Они долго шли в полном молчании по вьющейся пастушьей тропе. Один раз остановились на крутом уступе полюбоваться ручейком, серебристо сверкавшим далеко внизу. Их напугал чернохвостый олень, внезапно проломившийся через кусты, но койоты лаяли все дальше и дальше.
Они пришли на место сильно заранее и встали у ручья покурить. На востоке начало светать – небо на горизонте над расщелиной каньона словно запачкалось серым. Запели птицы, и Амадор подошел к тополю, растущему в десяти ярдах от тропы.
– Садись сюда, под дерево. Я спрячусь на склоне. Акула решит, что ты призрак. Разведи руки в стороны, ладонями наружу, пусть будет видно, что ты не вооружен. И положись на меня.

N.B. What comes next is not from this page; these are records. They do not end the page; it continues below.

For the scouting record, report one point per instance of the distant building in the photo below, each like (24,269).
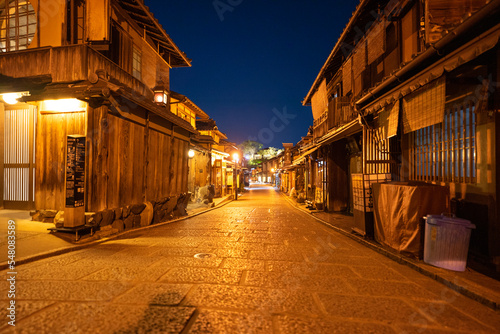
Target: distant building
(100,70)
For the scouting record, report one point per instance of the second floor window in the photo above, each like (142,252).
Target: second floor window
(136,63)
(17,25)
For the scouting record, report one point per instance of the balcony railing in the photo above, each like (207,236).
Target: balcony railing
(65,64)
(339,112)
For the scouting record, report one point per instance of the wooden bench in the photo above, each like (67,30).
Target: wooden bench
(75,230)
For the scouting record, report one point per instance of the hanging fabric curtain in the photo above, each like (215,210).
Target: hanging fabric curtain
(376,41)
(425,106)
(347,75)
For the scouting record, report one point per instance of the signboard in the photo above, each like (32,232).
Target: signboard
(75,171)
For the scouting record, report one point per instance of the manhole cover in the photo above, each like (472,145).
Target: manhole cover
(204,255)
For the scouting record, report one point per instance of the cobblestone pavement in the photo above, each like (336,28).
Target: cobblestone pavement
(273,269)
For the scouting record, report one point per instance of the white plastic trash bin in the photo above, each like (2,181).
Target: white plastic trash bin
(447,242)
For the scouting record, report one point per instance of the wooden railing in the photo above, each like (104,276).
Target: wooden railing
(65,64)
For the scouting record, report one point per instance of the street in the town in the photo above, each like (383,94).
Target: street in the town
(255,265)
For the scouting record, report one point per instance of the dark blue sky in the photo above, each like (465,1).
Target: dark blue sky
(262,56)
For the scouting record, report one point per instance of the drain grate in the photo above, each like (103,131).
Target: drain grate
(204,255)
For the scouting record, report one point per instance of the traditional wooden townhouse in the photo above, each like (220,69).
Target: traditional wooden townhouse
(222,152)
(85,122)
(410,93)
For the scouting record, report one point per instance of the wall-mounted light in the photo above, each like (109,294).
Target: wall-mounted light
(12,98)
(161,95)
(62,106)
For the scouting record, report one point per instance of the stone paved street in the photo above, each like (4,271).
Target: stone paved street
(273,269)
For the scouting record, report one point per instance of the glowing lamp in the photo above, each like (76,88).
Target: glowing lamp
(161,95)
(63,106)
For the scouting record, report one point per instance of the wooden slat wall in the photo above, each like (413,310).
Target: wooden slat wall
(158,167)
(116,162)
(51,156)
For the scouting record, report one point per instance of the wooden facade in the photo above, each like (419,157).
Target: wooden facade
(410,98)
(107,56)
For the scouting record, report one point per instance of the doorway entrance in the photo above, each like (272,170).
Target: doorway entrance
(19,156)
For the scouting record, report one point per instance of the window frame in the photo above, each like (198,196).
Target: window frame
(136,71)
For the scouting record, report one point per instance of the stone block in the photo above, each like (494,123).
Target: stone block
(48,213)
(59,217)
(37,217)
(97,218)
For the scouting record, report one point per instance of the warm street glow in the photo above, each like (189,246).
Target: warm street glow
(11,98)
(63,105)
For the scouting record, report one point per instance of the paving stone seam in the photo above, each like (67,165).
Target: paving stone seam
(64,250)
(400,259)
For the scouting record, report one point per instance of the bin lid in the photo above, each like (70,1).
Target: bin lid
(439,219)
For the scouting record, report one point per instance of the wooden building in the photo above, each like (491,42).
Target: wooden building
(221,155)
(410,93)
(199,165)
(98,69)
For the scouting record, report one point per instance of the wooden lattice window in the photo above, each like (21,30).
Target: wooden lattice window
(17,25)
(446,152)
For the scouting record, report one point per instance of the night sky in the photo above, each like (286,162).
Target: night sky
(253,61)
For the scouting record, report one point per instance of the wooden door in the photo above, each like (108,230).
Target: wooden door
(19,157)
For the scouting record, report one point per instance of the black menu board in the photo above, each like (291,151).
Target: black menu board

– Ясное дело. На кого еще?
Они пожали друг другу руки, и Кокрен стал смотреть, как Амадор легко карабкается вверх по холму – винтовка на ремне раскачивалась за спиной. Он помахал, когда Амадор остановился и повернулся к нему лицом, затем сел под дерево и стал смотреть на лужайку у ручья. Он сидел так долго и неподвижно, что птицы подобрались ближе; пришли олениха с олененком и стали пить из ручья. Кокрен сидел, перебирая в памяти свои несчастья, и к тому времени, как мысли у него кончились, рассвет пригрел землю и пар уже не шел изо рта. Мимо пролетела ворона, подозрительно покосилась на него и удивленно каркнула. Появился первый гриф, ловя крыльями солнечные лучи высоко над прохладными тенями каньона. Кокрен смотрел на грифа, когда в отдалении заслышался стук копыт. Потом охотничьи собаки Тиби – английские пойнтеры, сука и кобель, – пробежали мимо и внезапно повернулись на запах Кокрена. Кобель приблизился, рыча, а сука осталась на тропе, поскуливая от любопытства и возбуждения. Кокрен успокоил кобеля, и тот уселся, стуча хвостом по земле. Кокрен погладил пса, указал рукой направление, и собаки, повинуясь жесту, умчались в поисках куропаток.
Псих ехал впереди, но за ним уже показался Акула, когда идущая впереди лошадь вдруг заржала и шарахнулась, учуяв сидящего под деревом. Два всадника увидели Кокрена, смотревшего сквозь них невидящими глазами. Псих прицелился, а Акула поднял руку, запрещая стрелять, но тут Амадор выстрелом разнес Психу голову, выбив его из седла. Еще два выстрела – и тело распростерлось на траве. Акула сдержал лошадь, которая взвилась на дыбы, а другая лошадь, оставшаяся без всадника, ускакала. Акула спешился, даже не оглянувшись на труп. Он привязал лошадь к кусту и глубоко вздохнул. Акула подошел к Кокрену, и внезапно у него меж ног, невидимо для Амадора, возник пистолет, являя Кокрену черную глубину ствола.